O sarcasmo de Túlio fez com que Andrew ficasse extremamente nervoso. Com uma força sobre humana arremessou a mesa, que se dividiu em vários pedaços ao encontrar um obstáculo, e levantou o outro homem pelo pescoço.
- Então é por isso que está tão nervoso. Você está doente. - A voz fraca e rouca por causa da garganta obstruída era interessada e encantada assim como seu olhar. - Não entenda isso como o fim do mundo. Há pontos fortes. Podemos criar uma vacina. Você pode aprender a controlar isso.
O olhar e as palavras de Túlio foi de encontro a algo enterrado no fundo do coração de Andrew. Sua mente começou a fervilhar de lembranças. Seus braços tremeram e sua cabeça começou a arder. Por alguns instantes esteve em outros lugares e o silêncio se manteve na área. Ao voltar a si, seus olhos estavam cobertos por lágrimas que por pouco não encontravam seu trajeto pelo rosto machucado.
- Você está se divertindo? Está gostando de ficar enclausurado em uma sala minúscula nos subsolos de uma cidade abandonada ao caos? Ou apenas gosta de ficar nesse seu traje social brincado de cientista? - Gritou, arremessando o homem até a parede do outro lado da sala que bateu na parede arfou de dor e cuspiu sangue enquanto tentava levantar.
Túlio limpou as lágrimas com o verso das mãos, virou-se e admirou o homem que tentava colocar força nos músculos dos braços ao tentar se levantar e fracassava. Ficou olhando aquela cena por mais alguns segundos até se cansar daquilo e voltar sua atenção para o crachá que pousava próximo ao homem caído.
- Você não tem idéia do que eu fiz. Do que eu estou me tornando. - disse pegando o crachá. - O grande cientista, ganhador de tantos prêmios, PHD, trabalhador para o governo quase não existe mais.
- Eu vi o que você irá se tornar. Eu tenho trabalhado com seres como você. Eu busco uma cura. E você pode me ajudar, basta se manter calmo. - Ele desistira de se levantar e apenas girou o corpo para poder olhar a sala. - Acho que você quebrou algum osso meu.
- Eu te falei que esse seu jeito insolente iria me irritar um dia. - Finalizou Andrew dirigindo-se à saída e pisando no abdômen de seu colega ao passar por ele.

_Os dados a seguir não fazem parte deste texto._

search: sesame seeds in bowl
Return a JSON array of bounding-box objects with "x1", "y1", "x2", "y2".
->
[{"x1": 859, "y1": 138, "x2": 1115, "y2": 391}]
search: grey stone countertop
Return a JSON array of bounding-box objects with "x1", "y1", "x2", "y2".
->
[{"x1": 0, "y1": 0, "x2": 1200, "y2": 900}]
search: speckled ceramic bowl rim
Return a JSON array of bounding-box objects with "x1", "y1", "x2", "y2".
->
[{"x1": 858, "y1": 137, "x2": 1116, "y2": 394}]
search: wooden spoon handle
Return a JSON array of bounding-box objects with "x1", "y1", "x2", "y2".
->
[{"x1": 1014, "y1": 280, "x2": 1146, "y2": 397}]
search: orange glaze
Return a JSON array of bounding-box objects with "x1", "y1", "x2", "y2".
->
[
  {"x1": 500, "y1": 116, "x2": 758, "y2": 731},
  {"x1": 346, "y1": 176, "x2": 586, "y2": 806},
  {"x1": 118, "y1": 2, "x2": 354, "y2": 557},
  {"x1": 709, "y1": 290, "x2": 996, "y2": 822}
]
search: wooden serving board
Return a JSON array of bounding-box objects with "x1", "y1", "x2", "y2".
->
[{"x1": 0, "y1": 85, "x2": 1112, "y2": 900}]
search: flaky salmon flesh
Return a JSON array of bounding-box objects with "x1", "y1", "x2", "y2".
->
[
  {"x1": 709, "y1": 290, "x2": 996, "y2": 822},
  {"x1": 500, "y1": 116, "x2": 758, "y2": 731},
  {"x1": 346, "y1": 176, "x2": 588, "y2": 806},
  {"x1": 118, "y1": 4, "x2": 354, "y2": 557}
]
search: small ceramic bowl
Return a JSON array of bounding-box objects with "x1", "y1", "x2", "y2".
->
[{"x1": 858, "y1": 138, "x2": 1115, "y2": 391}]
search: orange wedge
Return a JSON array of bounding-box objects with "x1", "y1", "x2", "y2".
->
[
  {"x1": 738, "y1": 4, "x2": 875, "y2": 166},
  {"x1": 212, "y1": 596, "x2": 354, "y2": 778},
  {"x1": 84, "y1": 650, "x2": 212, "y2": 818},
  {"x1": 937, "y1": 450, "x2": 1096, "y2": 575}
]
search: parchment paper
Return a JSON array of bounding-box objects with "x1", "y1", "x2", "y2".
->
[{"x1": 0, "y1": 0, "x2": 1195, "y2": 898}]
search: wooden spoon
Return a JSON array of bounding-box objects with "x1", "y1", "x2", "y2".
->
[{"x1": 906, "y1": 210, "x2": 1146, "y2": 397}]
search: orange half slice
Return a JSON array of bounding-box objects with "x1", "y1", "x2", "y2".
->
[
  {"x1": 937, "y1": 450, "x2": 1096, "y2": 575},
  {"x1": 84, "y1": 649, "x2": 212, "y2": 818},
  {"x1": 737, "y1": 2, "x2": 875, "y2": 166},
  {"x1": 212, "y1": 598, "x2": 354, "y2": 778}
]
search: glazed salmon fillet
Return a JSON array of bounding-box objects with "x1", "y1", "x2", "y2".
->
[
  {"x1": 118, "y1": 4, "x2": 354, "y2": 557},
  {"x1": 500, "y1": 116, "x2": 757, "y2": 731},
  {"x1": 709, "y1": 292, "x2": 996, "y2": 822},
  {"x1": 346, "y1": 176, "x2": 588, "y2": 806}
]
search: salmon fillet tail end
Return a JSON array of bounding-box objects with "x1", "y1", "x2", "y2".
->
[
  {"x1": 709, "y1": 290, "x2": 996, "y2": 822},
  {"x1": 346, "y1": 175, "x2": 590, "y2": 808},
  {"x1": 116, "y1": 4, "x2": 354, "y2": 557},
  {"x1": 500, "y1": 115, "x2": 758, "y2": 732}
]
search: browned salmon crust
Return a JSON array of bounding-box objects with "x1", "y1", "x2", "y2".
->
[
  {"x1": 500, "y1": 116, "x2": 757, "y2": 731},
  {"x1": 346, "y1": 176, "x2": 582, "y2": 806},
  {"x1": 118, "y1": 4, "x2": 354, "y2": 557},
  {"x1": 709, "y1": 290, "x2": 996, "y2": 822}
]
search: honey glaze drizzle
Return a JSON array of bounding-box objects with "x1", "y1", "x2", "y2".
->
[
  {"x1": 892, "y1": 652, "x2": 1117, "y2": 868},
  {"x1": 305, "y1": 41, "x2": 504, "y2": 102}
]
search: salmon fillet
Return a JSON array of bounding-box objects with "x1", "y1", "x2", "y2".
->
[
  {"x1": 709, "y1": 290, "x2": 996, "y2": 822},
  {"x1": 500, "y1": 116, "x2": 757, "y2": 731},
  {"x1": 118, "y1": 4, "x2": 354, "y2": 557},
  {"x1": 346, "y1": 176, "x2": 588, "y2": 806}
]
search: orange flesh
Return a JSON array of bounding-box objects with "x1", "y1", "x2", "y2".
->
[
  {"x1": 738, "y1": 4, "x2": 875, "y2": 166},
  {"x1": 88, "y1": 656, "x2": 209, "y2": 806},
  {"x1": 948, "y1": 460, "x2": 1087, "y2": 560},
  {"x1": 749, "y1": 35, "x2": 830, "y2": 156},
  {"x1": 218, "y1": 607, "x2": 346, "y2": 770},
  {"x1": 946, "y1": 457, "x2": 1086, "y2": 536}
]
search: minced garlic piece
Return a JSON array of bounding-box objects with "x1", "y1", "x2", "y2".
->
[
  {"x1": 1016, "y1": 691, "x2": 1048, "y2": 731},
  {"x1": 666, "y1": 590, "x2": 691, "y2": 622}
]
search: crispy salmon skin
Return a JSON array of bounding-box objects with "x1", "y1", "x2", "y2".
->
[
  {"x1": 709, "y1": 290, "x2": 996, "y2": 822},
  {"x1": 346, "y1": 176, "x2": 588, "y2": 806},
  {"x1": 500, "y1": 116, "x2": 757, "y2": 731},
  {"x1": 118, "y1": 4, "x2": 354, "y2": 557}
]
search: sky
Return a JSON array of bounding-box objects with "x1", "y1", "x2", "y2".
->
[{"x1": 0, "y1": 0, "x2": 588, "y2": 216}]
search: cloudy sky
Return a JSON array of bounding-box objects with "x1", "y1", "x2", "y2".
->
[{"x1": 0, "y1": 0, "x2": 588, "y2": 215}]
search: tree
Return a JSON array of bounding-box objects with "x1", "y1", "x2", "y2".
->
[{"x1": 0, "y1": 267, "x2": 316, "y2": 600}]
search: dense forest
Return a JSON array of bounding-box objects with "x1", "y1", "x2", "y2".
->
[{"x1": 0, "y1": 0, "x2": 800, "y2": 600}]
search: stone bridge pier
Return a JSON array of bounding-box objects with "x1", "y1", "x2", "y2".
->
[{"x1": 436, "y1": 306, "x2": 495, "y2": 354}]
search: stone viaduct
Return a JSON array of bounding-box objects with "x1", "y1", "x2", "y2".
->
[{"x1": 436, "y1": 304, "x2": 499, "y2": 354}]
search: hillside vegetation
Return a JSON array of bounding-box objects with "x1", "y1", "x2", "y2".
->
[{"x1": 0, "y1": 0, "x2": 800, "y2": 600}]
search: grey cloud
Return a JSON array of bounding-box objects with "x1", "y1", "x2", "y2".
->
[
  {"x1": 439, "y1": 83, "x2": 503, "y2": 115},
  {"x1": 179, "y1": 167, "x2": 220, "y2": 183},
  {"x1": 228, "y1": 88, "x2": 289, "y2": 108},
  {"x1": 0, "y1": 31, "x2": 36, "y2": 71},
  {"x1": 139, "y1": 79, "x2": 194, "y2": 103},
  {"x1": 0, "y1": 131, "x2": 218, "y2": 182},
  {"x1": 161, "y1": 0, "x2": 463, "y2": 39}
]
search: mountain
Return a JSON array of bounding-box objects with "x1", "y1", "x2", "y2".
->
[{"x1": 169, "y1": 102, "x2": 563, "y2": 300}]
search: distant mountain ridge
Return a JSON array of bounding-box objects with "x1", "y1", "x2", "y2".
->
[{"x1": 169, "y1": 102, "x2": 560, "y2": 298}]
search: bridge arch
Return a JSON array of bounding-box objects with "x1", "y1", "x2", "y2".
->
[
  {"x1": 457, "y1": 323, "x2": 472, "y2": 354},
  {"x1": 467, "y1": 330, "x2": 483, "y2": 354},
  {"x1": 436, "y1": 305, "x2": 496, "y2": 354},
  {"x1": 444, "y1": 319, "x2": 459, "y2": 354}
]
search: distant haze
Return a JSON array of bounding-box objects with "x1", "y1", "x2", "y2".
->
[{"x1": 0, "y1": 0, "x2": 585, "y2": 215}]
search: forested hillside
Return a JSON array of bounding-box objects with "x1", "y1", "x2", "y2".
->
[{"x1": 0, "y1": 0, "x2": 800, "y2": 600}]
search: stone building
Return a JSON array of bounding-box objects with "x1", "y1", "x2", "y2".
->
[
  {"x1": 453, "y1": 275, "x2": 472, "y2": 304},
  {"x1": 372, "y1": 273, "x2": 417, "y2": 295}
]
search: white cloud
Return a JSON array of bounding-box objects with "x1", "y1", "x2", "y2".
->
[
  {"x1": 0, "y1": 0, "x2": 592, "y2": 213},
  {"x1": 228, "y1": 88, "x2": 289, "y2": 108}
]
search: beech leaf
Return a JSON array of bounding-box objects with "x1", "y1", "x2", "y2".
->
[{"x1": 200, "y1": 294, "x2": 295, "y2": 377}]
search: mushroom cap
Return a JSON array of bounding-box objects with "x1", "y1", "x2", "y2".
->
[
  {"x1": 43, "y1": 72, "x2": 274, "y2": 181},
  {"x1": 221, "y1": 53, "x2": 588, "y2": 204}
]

- Espere. - Balbuciou Túlio quando Andrew girou a maçaneta e fez a forte porta de metal maciço girar com um grunhido de ferrugem. - Você não pode sair dessa porta no estado que está. Tem de ficar e esperar que eu o ajude. Se você transpassar essa porta o exército irá atrás de você.
Andrew parou por um tempo, considerando o que acabara de ouvir e ignorou voltando apenas para pegar o jaleco branco, cobrir seu corpo parcialmente desnudo com ele e dirigir-se novamente para a saída. Perto à porta, Túlio segurou a perna do colega e falou:
- Para onde for sua carne morta não ganhará rubor. Seu peito
não mais vibrará no ritmo de sua respiração, já que está não existirá mais. Seu coração não será capaz de sentir, seja ódio ou seja amor, nem mesmo seu sangue (antes quente e veloz) conseguirá mover. Seus olhos não estarão mais abertos em seu brilho majestoso, pois não terão uma alma para iluminar.